Lorsque Katya exigea qu’il fasse ses valises, Sergey se retrancha avec arrogance derrière la loi. « La moitié de cet appartement m’appartient légalement », ricana-t-il. « Tu ne peux pas me mettre dehors. »
« Légalement, la moitié du crédit t’appartient aussi, » répondit-elle d’une voix étrangement calme. « Demain, nous irons chez le notaire. Je rachèterai ta maigre part, moins les charges impayées. Et nous divorcerons. »
Cette nuit-là, il dormit sur le canapé. Tôt samedi matin, tandis que Sergey était paralysé par un sommeil bruyant, Katya entreprit sa restitution silencieuse. Dans un coin trônait son bien le plus précieux : une console de jeux impeccable qu’il avait achetée pour soixante-quinze mille roubles. Katya débrancha méthodiquement les câbles, rangea la console dans un sac à dos et sortit dans la matinée glaciale.
À dix heures, elle se tenait dans un prêteur sur gages. Le commis lui proposa quarante-cinq mille. C’était bien moins que sa valeur, et bien moins que les cent vingt mille que Sergueï avait détournés. Mais ce n’était pas simplement des mathématiques ; c’était de la poésie. C’était une justice brute.

 

Elle signa le reçu, prit cinq billets rouges neufs et se rendit chez un épicier haut de gamme. Elle acheta du bœuf de qualité, des légumes frais et une crème pour le visage coûteuse.
À son retour, Sergueï était paniqué. Dès qu’il reçut le reçu du prêt, sa rage explosa. Il menaça d’appeler la police, les yeux injectés de sang.
Katya ne ressentit rien. « Vas-y », l’invita-t-elle doucement. « Explique au commissariat comment tu as détourné l’argent de ta femme et qu’elle a vendu ton jouet. Rends-toi ridicule devant tout le quartier. »

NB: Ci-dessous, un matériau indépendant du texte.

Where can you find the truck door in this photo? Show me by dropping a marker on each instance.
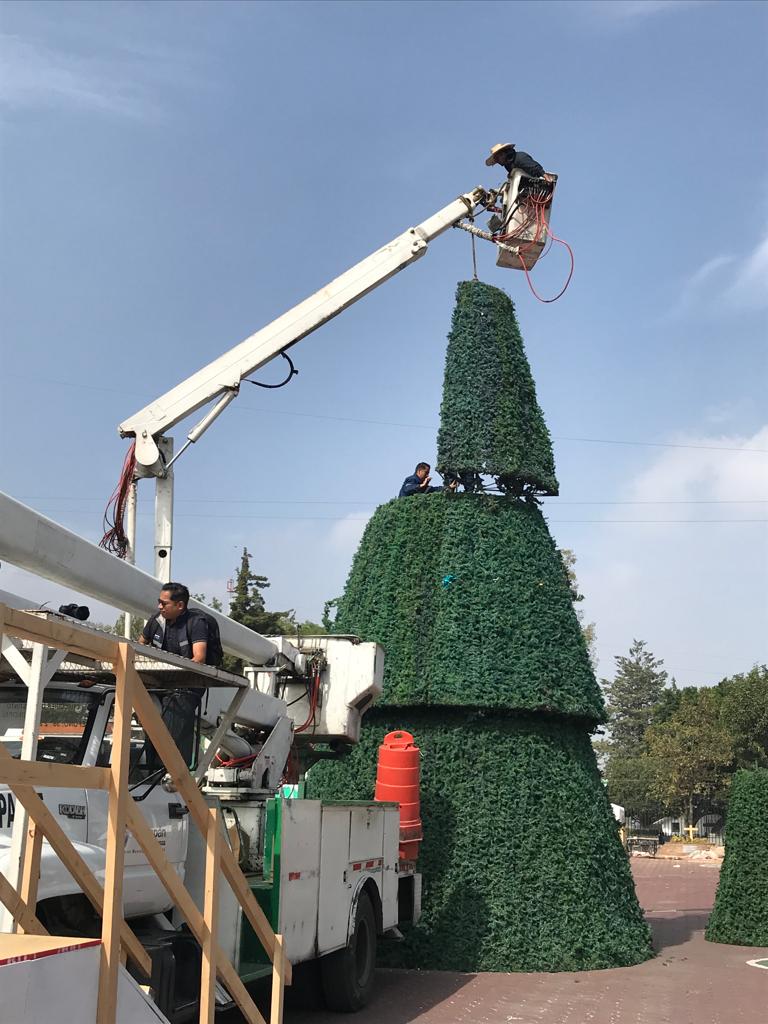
(165, 813)
(65, 723)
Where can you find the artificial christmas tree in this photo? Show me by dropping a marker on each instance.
(486, 666)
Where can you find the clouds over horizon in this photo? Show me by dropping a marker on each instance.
(725, 284)
(118, 80)
(691, 571)
(629, 12)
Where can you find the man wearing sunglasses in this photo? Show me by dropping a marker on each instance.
(173, 629)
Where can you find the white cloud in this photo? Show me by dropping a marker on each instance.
(624, 12)
(749, 288)
(725, 284)
(347, 532)
(33, 75)
(701, 474)
(693, 587)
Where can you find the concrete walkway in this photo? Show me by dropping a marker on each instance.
(689, 982)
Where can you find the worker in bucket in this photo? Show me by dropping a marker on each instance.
(418, 483)
(174, 629)
(510, 159)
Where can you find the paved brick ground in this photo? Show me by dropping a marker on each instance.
(690, 981)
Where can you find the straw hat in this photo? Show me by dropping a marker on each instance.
(496, 150)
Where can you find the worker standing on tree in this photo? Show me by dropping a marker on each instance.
(513, 160)
(419, 482)
(174, 629)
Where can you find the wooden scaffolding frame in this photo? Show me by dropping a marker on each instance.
(118, 941)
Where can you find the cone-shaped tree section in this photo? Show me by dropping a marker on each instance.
(469, 598)
(521, 861)
(491, 422)
(740, 913)
(486, 666)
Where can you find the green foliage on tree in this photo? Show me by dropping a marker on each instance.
(491, 422)
(744, 715)
(691, 753)
(589, 630)
(637, 687)
(740, 912)
(522, 865)
(247, 605)
(696, 738)
(629, 778)
(471, 601)
(486, 665)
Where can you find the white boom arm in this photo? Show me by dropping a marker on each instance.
(35, 543)
(221, 378)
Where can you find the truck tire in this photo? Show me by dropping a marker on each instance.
(348, 974)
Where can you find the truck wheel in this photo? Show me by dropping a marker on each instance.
(348, 974)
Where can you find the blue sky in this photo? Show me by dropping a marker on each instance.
(176, 175)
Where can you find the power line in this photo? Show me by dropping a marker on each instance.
(410, 426)
(378, 501)
(334, 518)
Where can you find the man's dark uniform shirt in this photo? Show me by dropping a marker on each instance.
(179, 707)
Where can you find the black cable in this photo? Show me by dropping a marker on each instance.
(293, 372)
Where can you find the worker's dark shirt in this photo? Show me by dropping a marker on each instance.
(522, 162)
(180, 706)
(413, 485)
(178, 636)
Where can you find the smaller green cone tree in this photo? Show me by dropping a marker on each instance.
(740, 913)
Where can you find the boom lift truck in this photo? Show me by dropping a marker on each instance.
(328, 876)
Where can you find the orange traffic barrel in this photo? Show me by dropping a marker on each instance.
(397, 782)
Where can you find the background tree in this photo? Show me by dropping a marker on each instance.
(635, 696)
(691, 754)
(744, 715)
(637, 688)
(247, 605)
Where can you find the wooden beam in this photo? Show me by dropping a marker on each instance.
(64, 636)
(279, 990)
(55, 775)
(155, 728)
(31, 865)
(188, 910)
(210, 920)
(72, 860)
(18, 908)
(112, 918)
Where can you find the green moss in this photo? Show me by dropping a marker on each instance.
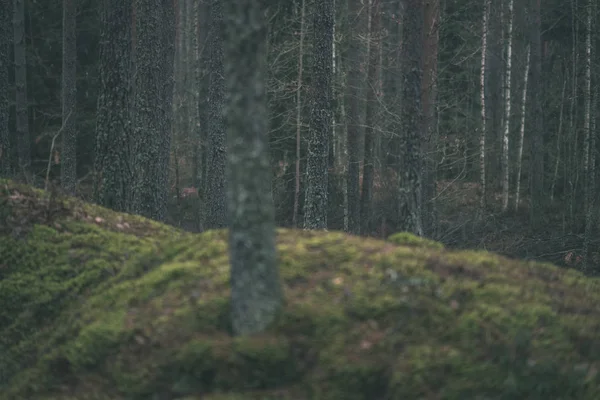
(101, 305)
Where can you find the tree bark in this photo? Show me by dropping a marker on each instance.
(366, 198)
(5, 41)
(507, 100)
(22, 106)
(430, 115)
(299, 116)
(215, 191)
(152, 113)
(522, 130)
(315, 202)
(411, 179)
(353, 90)
(483, 131)
(536, 180)
(68, 159)
(112, 168)
(256, 292)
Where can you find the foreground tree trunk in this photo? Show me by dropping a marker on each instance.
(411, 180)
(22, 122)
(5, 153)
(256, 293)
(315, 203)
(113, 173)
(152, 109)
(68, 159)
(215, 190)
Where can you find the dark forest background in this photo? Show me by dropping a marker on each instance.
(508, 166)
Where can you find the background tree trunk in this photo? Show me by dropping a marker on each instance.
(113, 171)
(256, 293)
(23, 139)
(411, 180)
(366, 198)
(507, 99)
(5, 41)
(68, 159)
(355, 58)
(536, 181)
(483, 126)
(152, 113)
(315, 203)
(215, 191)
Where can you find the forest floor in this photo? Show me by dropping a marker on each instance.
(100, 305)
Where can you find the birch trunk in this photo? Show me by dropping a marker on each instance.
(482, 135)
(507, 88)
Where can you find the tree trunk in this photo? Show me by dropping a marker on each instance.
(256, 292)
(315, 203)
(299, 116)
(522, 130)
(353, 128)
(507, 99)
(112, 169)
(483, 132)
(152, 113)
(21, 105)
(215, 191)
(5, 152)
(411, 180)
(68, 159)
(589, 146)
(366, 198)
(429, 103)
(536, 180)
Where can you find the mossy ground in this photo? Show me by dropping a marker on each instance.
(100, 305)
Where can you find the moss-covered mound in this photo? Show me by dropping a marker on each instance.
(100, 305)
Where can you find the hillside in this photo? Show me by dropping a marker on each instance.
(100, 305)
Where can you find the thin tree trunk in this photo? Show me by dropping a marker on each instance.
(559, 138)
(216, 201)
(68, 159)
(299, 116)
(22, 121)
(411, 180)
(507, 100)
(574, 158)
(113, 174)
(353, 122)
(482, 135)
(536, 180)
(522, 131)
(370, 118)
(430, 116)
(589, 159)
(315, 208)
(5, 33)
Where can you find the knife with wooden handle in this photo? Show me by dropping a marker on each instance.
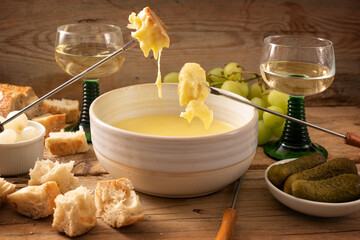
(229, 218)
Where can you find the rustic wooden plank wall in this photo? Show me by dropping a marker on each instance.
(211, 33)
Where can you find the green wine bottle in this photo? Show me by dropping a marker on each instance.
(295, 140)
(90, 93)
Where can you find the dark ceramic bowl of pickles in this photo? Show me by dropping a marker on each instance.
(310, 196)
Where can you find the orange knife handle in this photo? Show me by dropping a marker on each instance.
(352, 139)
(227, 225)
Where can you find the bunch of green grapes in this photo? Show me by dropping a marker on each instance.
(232, 78)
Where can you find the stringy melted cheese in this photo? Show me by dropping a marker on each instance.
(193, 92)
(151, 33)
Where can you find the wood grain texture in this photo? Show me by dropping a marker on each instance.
(211, 33)
(260, 216)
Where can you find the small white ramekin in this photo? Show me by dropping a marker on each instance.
(18, 158)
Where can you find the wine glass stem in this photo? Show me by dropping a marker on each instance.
(90, 93)
(296, 134)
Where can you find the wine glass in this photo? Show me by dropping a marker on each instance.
(299, 66)
(79, 46)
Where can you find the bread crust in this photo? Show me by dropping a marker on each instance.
(6, 188)
(35, 201)
(66, 143)
(16, 98)
(117, 203)
(56, 106)
(52, 123)
(75, 212)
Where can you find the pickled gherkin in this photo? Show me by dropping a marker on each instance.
(329, 169)
(279, 173)
(342, 188)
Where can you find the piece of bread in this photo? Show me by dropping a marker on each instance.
(35, 201)
(117, 203)
(16, 98)
(66, 106)
(47, 170)
(66, 143)
(75, 212)
(5, 189)
(52, 123)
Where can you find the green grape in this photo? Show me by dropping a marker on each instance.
(278, 99)
(172, 77)
(277, 132)
(231, 86)
(216, 75)
(232, 71)
(244, 89)
(264, 133)
(271, 120)
(255, 90)
(259, 102)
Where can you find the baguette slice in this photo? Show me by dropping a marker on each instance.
(66, 143)
(16, 98)
(117, 203)
(63, 106)
(47, 170)
(35, 201)
(75, 212)
(5, 189)
(52, 123)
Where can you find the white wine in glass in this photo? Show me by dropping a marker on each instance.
(299, 66)
(78, 47)
(297, 78)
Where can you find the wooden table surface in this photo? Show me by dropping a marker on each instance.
(260, 216)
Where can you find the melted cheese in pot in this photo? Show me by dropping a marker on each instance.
(151, 33)
(193, 92)
(171, 125)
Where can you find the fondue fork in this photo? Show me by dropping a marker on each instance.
(350, 138)
(127, 46)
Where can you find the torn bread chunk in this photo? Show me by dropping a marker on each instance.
(151, 33)
(52, 123)
(75, 212)
(193, 91)
(35, 201)
(117, 203)
(66, 143)
(5, 189)
(14, 98)
(47, 170)
(63, 106)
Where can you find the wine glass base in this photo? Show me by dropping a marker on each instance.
(278, 150)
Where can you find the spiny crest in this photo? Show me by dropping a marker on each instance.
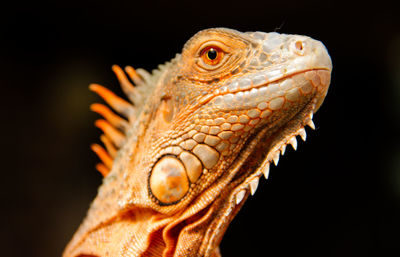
(114, 126)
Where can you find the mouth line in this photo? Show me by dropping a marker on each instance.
(224, 90)
(273, 145)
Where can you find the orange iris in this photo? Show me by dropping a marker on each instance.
(212, 55)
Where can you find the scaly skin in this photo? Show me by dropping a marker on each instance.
(183, 165)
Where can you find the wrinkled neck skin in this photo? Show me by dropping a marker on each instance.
(201, 143)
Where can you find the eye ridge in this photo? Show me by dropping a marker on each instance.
(212, 55)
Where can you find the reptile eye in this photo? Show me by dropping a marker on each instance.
(212, 55)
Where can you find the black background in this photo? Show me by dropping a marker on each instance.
(338, 195)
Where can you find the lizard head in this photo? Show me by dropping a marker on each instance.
(215, 118)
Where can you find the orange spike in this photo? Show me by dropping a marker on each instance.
(126, 86)
(112, 118)
(102, 169)
(109, 146)
(119, 104)
(116, 136)
(133, 75)
(103, 155)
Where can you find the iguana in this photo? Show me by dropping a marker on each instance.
(197, 134)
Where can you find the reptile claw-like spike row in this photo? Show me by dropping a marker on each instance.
(276, 158)
(293, 142)
(102, 169)
(302, 133)
(109, 146)
(113, 134)
(112, 118)
(254, 185)
(133, 75)
(283, 149)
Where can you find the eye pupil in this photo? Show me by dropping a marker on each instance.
(212, 54)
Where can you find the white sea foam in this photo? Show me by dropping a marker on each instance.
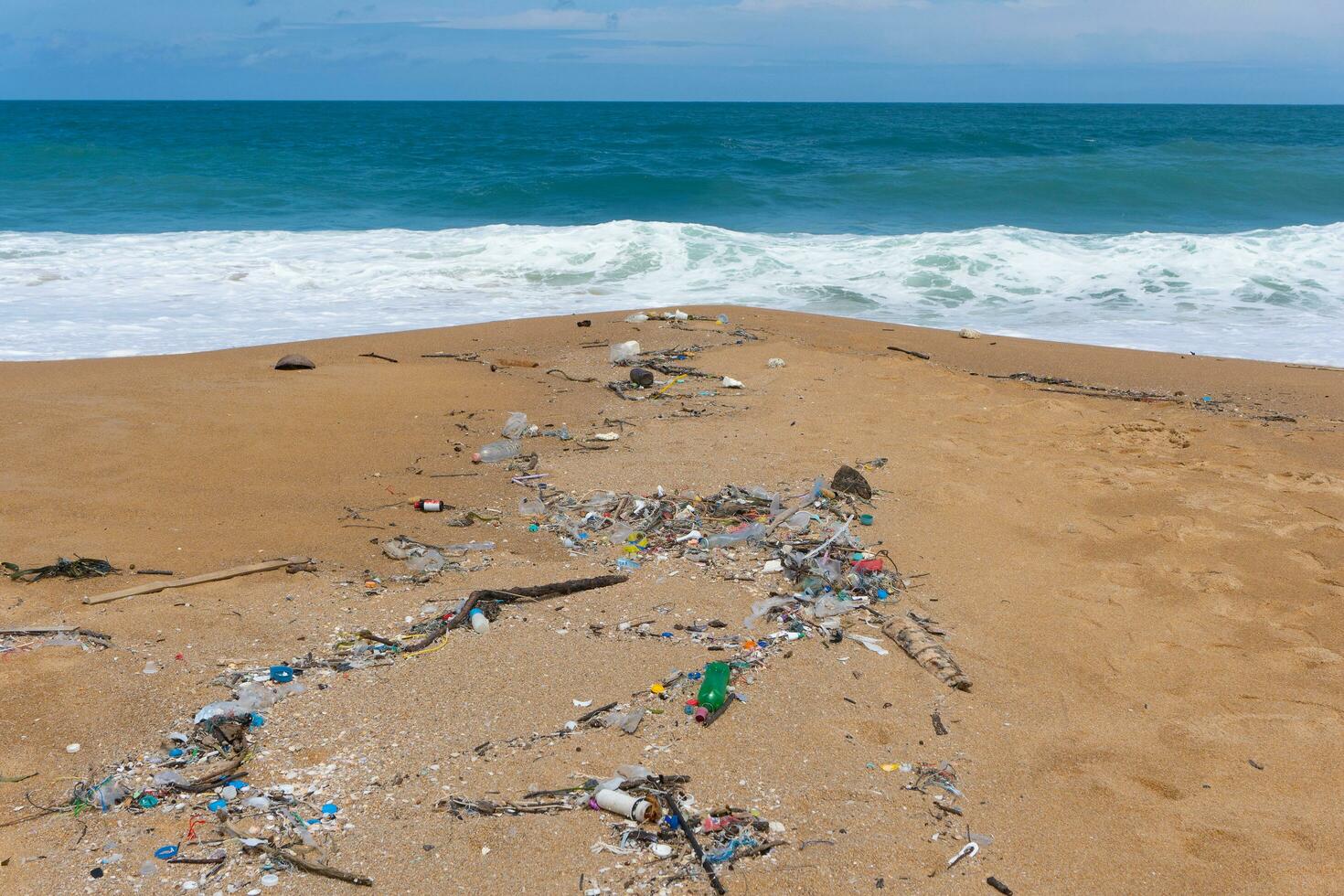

Elle lui jeta un grand sac à carreaux aux pieds. Lorsqu’il tenta d’appeler sa mère en renfort, Katya s’approcha calmement du micro du téléphone et promit posément de jeter ses affaires dans l’escalier si Tamara Pavlovna osait se montrer.
Vaincu par son calme absolu, Sergueï rendit ses clés. Le métal tinta fortement contre l’armoire en bois. Quarante minutes plus tard, il sortit, figure pathétique rapetissant dans le couloir.
Katya ferma la porte à double tour. Un silence exquis envahit la pièce. Elle alla dans la cuisine et posa le bœuf haut de gamme dans la poêle en métal. Il grésilla, libérant un arôme riche qui avait le parfum de la liberté. D’ici dimanche, une nouvelle serrure lourde et impénétrable sécurisait la porte. Assise près de la fenêtre avec une tasse de thé chaud, regardant la neige ensevelir la ville, Katya effaça ses textos menaçants. Elle avait perdu de l’argent, mais avait retrouvé sa paix. Le silence était magnifique.
Elle but une gorgée lente et délibérée dans son mug préféré avec un chat, laissant la chaleur se répandre dans sa poitrine. Le froid mordant de janvier dehors tranchait nettement avec l’indépendance farouche et lumineuse qu’elle venait de retrouver. De longues batailles judiciaires et des montagnes de paperasse l’attendaient, mais en cet instant cristallin, rien d’autre ne comptait. Katya était enfin chez elle.